Small (Wiley)•Feb 6, 2026

Why It Matters

The ability to precisely engineer copper foam electrodes unlocks higher efficiency and durability for electrochemical CO₂ conversion, accelerating the deployment of scalable renewable energy technologies.

Key Takeaways

•DHBT uses H2 bubbles as dynamic templates
•Morphology tuned via current density, mode, stirring, temperature
•Open foams yield higher electrochemical surface area
•Cu foam GDE achieves ~50% C2+ Faradaic efficiency
•Stable operation demonstrated for 12 h at high current

Pulse Analysis

Dynamic hydrogen bubble templating (DHBT) leverages the inherent competition between hydrogen evolution and metal deposition to sculpt copper structures at multiple length scales. When hydrogen evolution dominates, a profusion of small bubbles generates compact foams; when copper deposition outpaces bubble formation, larger bubbles create open, highly porous networks. This intrinsic self‑templating mechanism eliminates the need for sacrificial scaffolds, offering a cost‑effective route to hierarchical metal architectures that can be directly integrated into electrochemical devices.

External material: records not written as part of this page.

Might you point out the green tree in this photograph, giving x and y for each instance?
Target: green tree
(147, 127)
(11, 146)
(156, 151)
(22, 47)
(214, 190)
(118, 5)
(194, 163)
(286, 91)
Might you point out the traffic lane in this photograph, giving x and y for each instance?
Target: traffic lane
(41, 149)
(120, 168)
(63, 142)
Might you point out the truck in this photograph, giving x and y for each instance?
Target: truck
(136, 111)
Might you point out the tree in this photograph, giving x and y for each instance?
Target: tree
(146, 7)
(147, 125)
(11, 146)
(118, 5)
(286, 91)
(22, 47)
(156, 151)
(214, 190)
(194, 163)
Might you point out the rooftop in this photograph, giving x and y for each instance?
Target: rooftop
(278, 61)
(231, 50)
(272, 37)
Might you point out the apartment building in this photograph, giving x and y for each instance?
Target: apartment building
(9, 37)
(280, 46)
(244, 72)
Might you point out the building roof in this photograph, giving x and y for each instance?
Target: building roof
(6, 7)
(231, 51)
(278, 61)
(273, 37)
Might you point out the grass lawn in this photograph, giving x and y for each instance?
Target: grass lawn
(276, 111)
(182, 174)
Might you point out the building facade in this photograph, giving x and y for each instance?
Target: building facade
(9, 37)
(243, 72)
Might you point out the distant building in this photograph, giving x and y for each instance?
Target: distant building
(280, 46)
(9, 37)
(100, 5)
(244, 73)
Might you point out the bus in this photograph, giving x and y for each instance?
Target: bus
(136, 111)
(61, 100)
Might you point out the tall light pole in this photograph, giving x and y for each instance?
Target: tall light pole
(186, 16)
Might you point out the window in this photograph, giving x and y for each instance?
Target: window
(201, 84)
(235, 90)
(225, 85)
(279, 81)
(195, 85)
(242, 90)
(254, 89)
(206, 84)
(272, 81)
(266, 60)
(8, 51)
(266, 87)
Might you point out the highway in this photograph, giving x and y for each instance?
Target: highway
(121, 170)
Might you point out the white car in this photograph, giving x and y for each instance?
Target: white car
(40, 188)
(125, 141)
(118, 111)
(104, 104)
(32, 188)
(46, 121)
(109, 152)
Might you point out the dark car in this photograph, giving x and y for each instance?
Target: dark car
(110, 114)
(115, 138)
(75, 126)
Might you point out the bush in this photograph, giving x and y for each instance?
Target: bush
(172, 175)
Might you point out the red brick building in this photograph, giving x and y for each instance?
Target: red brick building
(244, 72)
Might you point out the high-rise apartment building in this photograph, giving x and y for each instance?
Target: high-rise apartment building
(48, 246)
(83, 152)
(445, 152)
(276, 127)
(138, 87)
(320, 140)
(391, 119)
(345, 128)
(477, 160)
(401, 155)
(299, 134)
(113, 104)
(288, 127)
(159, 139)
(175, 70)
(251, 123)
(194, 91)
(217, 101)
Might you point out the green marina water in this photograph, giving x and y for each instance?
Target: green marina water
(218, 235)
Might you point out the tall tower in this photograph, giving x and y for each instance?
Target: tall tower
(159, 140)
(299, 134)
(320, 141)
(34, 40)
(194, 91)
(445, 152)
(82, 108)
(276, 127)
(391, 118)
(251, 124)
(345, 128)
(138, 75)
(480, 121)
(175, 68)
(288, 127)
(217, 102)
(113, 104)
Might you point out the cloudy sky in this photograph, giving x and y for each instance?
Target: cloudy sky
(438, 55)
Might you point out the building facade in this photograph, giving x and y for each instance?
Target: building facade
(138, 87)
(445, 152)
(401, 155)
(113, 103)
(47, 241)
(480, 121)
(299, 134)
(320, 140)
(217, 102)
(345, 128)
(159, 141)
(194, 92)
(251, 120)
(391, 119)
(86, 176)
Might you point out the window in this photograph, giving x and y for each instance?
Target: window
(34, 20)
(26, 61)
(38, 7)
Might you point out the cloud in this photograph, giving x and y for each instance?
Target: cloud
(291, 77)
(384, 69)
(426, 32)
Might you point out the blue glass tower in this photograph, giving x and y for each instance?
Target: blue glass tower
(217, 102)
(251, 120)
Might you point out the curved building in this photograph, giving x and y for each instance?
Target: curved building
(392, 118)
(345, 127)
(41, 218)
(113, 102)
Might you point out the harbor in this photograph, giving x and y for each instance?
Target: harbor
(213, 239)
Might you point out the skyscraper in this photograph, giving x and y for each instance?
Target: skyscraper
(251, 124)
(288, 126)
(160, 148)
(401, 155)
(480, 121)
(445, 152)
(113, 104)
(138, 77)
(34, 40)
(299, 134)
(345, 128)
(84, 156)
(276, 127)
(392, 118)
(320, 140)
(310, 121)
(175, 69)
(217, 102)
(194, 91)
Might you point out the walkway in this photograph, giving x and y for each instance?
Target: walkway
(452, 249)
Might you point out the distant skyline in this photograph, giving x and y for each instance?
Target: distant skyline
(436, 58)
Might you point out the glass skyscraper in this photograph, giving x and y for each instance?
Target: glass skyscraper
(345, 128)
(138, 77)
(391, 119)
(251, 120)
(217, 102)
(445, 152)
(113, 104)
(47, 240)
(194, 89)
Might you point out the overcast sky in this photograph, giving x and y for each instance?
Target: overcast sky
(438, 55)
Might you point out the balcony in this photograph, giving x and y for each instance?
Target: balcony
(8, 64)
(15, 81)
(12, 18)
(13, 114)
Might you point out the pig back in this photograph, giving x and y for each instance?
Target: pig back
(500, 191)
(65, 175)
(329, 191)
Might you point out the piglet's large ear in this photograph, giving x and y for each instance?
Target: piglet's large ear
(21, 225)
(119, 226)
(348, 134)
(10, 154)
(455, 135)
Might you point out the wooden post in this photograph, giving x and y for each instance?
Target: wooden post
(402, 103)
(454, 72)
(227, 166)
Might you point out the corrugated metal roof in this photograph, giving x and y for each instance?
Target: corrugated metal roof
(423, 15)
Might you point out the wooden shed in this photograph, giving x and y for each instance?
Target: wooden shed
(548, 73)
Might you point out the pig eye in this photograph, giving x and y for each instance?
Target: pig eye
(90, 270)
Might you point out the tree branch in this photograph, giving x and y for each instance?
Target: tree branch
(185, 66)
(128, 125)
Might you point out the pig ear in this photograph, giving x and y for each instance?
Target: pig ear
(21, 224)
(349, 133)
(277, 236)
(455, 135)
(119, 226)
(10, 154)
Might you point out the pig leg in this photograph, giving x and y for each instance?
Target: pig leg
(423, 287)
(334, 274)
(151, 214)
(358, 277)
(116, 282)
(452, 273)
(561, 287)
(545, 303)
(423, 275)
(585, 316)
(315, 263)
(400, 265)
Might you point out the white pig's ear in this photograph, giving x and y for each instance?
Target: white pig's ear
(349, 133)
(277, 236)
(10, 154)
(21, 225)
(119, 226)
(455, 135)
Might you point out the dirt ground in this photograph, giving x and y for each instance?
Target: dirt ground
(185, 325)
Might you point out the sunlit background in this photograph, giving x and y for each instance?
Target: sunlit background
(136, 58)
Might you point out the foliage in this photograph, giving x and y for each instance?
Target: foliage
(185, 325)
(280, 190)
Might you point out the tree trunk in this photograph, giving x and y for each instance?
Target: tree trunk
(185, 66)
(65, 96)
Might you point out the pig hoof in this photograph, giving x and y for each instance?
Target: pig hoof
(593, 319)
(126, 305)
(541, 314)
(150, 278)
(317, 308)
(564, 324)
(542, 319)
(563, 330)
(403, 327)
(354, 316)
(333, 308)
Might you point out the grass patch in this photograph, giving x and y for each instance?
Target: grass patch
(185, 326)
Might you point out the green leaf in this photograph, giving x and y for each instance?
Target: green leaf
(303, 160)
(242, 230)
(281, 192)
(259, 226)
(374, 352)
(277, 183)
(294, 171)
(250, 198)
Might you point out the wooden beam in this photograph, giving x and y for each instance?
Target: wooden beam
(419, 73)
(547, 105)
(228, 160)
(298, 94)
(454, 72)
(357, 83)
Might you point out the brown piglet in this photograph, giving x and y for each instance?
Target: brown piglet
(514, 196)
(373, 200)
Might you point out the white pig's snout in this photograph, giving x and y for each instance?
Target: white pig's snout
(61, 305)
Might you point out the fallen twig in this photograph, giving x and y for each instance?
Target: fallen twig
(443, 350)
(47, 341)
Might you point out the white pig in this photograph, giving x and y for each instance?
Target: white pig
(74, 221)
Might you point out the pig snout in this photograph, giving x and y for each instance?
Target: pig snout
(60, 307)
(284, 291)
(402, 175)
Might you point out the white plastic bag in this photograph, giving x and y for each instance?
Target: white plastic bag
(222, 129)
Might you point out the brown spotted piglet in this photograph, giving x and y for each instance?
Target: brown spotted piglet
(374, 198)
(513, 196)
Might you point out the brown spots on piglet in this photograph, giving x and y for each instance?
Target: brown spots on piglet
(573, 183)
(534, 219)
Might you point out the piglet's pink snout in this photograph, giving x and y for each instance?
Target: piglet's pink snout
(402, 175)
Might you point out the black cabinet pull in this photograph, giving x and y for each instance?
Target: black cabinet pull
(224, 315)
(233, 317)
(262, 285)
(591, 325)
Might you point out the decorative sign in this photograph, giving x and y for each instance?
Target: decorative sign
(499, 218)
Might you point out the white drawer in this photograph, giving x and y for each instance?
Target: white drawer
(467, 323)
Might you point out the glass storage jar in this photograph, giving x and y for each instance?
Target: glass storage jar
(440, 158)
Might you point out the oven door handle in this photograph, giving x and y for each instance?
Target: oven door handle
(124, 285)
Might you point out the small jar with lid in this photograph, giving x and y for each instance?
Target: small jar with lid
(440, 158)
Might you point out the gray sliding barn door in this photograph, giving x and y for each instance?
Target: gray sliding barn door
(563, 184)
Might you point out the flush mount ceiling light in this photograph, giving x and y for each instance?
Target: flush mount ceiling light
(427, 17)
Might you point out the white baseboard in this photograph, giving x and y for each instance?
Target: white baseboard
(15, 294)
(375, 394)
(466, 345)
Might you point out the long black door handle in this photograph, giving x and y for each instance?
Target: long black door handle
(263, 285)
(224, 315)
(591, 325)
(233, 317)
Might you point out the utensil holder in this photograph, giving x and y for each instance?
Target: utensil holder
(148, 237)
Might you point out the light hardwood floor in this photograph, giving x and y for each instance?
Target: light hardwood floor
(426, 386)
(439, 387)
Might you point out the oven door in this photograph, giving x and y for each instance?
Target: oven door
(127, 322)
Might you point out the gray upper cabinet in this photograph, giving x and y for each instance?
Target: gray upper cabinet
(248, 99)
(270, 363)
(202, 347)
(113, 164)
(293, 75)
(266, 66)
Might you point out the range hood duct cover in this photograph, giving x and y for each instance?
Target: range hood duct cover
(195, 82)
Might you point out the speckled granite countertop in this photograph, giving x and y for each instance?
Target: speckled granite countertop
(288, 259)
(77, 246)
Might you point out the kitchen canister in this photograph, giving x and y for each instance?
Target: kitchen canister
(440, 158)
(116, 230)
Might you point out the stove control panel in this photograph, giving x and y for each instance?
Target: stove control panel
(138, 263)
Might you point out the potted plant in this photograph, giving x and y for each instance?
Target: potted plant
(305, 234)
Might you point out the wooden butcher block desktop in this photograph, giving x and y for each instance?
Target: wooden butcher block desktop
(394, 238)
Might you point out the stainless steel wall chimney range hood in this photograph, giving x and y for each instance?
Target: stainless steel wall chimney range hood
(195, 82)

The study maps a comprehensive parameter space—current density, waveform (direct, pulsed, reversed, alternating), agitation, temperature, and bath chemistry—to predictably modulate foam morphology and electrochemically active surface area (ECSA). Higher current densities and pulsed regimes favor rapid nucleation, producing finer pores, while vigorous stirring and elevated temperatures promote larger bubble coalescence, yielding thicker walls and increased macro‑porosity. Such tunability is crucial for optimizing mass transport and catalytic site accessibility, directly impacting performance in sensors, batteries, and especially electrocatalysis.

Applying these engineered foams as gas‑diffusion electrodes (GDEs) for CO₂ reduction demonstrates their practical value. The copper foams achieved approximately 50% Faradaic efficiency for multi‑carbon (C2+) products at modest overpotentials and sustained partial current densities exceeding 100 mA cm⁻², with operational stability over a 12‑hour run. These metrics rival or surpass many conventional, binder‑laden electrodes, highlighting the promise of DHBT‑derived copper foams for scalable, high‑throughput carbon capture and utilization platforms. Future work will likely explore alloying, surface functionalization, and reactor integration to further boost selectivity and durability.